Adding a preemptitive scheduler or using the hardware mmu for prtotection is orthogonal to upperlevel apis at least on most well designed OSes.
Pointing out a hack to make one paritcular App work is not helping your cause in making me think that Microsoft actually designed windows well.
Nor should I need to. At that point – not being in the context of a specific example – I was talking about Windows 95 as an entire system, because it’s only as the entire system – and in the appropriate timeframe – that it becomes impressive.
No I don’t find Windows95 impressive for it’s time frame. Next Step was far more impressive around the same time.
Yes.
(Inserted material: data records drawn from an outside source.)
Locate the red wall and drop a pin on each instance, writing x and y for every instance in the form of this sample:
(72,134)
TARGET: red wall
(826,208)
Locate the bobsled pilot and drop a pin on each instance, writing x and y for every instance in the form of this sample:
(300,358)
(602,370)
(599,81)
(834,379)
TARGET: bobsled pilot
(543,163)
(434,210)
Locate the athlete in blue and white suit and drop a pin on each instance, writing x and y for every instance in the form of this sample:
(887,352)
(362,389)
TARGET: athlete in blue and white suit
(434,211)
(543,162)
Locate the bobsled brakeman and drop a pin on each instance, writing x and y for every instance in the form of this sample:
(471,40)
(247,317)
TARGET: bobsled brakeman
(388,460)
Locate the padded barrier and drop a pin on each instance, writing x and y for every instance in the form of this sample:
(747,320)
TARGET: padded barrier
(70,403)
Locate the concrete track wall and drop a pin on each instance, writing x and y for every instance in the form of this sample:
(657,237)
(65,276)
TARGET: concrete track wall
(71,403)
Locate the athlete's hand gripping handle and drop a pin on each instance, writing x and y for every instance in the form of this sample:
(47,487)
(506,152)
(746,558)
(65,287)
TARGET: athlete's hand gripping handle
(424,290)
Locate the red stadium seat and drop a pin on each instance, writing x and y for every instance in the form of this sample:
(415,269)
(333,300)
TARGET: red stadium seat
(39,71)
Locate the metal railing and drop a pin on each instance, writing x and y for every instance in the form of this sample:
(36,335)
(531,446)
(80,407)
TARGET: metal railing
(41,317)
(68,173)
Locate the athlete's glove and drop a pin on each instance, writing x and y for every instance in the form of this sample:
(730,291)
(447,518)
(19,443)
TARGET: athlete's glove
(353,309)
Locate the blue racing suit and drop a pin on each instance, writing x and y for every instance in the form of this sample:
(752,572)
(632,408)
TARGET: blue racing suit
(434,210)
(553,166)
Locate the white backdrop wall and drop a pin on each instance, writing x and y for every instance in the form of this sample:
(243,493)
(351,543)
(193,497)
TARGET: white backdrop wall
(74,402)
Do you think you can handle the possibility of two different ideas being in a single post ?
You spent the whole post talking about multitasking/ multithreading between Windows and MacOS. What was the other idea?
Here is the rest of your post for your reference. I also took the liberty to highlight your generalizations which raptor and later I took exception to, you turned what you said around later by talking about “how many years after win95 and time of realse”. The word “ever” has a very precise meaning.
MacOS Classic software *does* have to be specially written to “play nice” with other applications and individual applications can easily soak up all available CPU resources or crash the machine in regular day to day operations.
I’m also rather sceptical of “older programs do not have to be rewritten to take advantage of threading, they are automatically threaded by the OS”. I don’t quite see how a program that wasn’t written to be multithreaded can magically become multithreaded just from an OS upgrade.
Windows 95’s multitasking and memory protection is certainly not as good as NT’s or unix’s, and makes substantial reliability and performance sacrifices in the name of legacy support, but it was streets ahead of anything MacOS Classic ever did.
The quickest and easiest way to demo this is to decompress a file in the background under both OSes while performing some typical actions in the foreground (browsing the web, email, word processing, etc). Even under ideal conditions, on MacOS the (backgrounded) decompression will absolutely crawl, but under Windows 95 is will hardly slow down at all. Another good example is backgrounded file copies (particularly over the network).